まずは当該順位を上げていくことを、政府の指標としているラオスは、2018 年頃からラオスの投資環境に関する改善に対して、力を入れています。
しかしながら、実際に手続を簡易化するために発令されている法令と、
実務上の機能が大きく乖離してしまっている部分もまだ存在していて、
商務省や、ワンストップセンターの担当官の処理能力が不足している点を計画投資省大臣は懸念しており、この部分の改革に力を入れています。
また、2020 年に国内の投資に対して発行された「事業開始手続第0 115 号」は、
今までの煩雑な申請プロセスが明確に簡易化される内容として発令されているため、今後ラオスへの投資が増加することを政府は期待しています。
ラオス投資奨励法(2009 年)によると、ラオスでの投資形態は主に下記の3 つに分類されます。
- 国内資本もしくは外国資本による単独での出資
- 合弁投資(国内資本かつ外国資本)
- 業務提携(契約による関係性)
業務提携に関しては、法人、支店は設立しないで行う投資形態とな ります。
事業拠点の特徴としては、“タイプラスワン” や “チャイナプラスワン” として、
製造業拠点、販売拠点などを構える企業が主であり、ラオス単体で事業を確立していく企業などは、
コンセッション事業や建設業を除いて、まだまだ少ない傾向にあります。
■進出の形態
外国企業がラオスでビジネスをする際、設立形態としては、以下の の5 つの方法が存在します。
- 非公開会社(有限責任会社、一人有限責任会社)
- 駐在員事務所
- 支店
- パートナーシップ(業務提携)
- 公開会社
この中で、一般的に検討される設立形態としては、“非公開会社の設立” もしくは、“駐在員事務所” の設立が存在します。
支店といった形態での設立もありますが、支店として開設が認可されるのは、ご く限られた事業のみのため、
通常設立の際の形態として、支店が検討 事項に挙がることはほとんどありません。
また、日系企業が公開会社 として進出することは、一般的に検討されることは少ないです。
【進出企業の形態】
■現地法人
■株式会社
株式会社は、すべての株主が有限責任を負う会社形態で、公開会社と非公開会社に分けられます。
•非公開会社(Limited Company)
•公開会社(Public Company)
ラオスの会社法上、株式の譲渡制限のある会社を非公開会社といい、株主数は2名以上30 名以下でなければなりません。
また、1名の株主によって出資される会社を一人有限責任会社(Sole Limited Company)といいます(会社法3 条、本項では以下、同法に基づくものとします)。
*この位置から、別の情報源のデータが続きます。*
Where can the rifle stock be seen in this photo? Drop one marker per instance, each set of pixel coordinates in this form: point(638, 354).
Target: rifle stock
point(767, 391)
一人有限責任会社と非公開会社はいずれも、株式の 譲渡制限があり、一人有限責任会社と非公開会社は運営上ほとんど違 いがありませんが、
一人有限責任会社の場合、社名に「Sole」という 呼称を入れる必要があります。
また、出資者が法人の場合は、申請の際に一人有限責任会社として認められません。
法人株主がいる場合には、2 名以上の株主を用意して非公開会社の設立を行う必要があります。
一方、公開会社の場合、最低株主数は9 名以上となります(3 条)。
また、株式の譲渡制限はなく、社債の発行が可能とされています。
■パートナーシップ(Partnership)
パートナーシップとは、「利益を確保する目的で、2人以上の人または企業が契約に基づいて結合し、形成した共同事業体」と定義されており、出資者の責任の範囲により2種類に分類されています(2条)。
•普通パートナーシップ(General Partnership)
•有限パートナーシップ(Limited Partnership)
普通パートナーシップとは、すべての社員(出資者)が無限責任(社員の責任が出資額に限定されない)を負う形態であり、日本の合名会社に相当します。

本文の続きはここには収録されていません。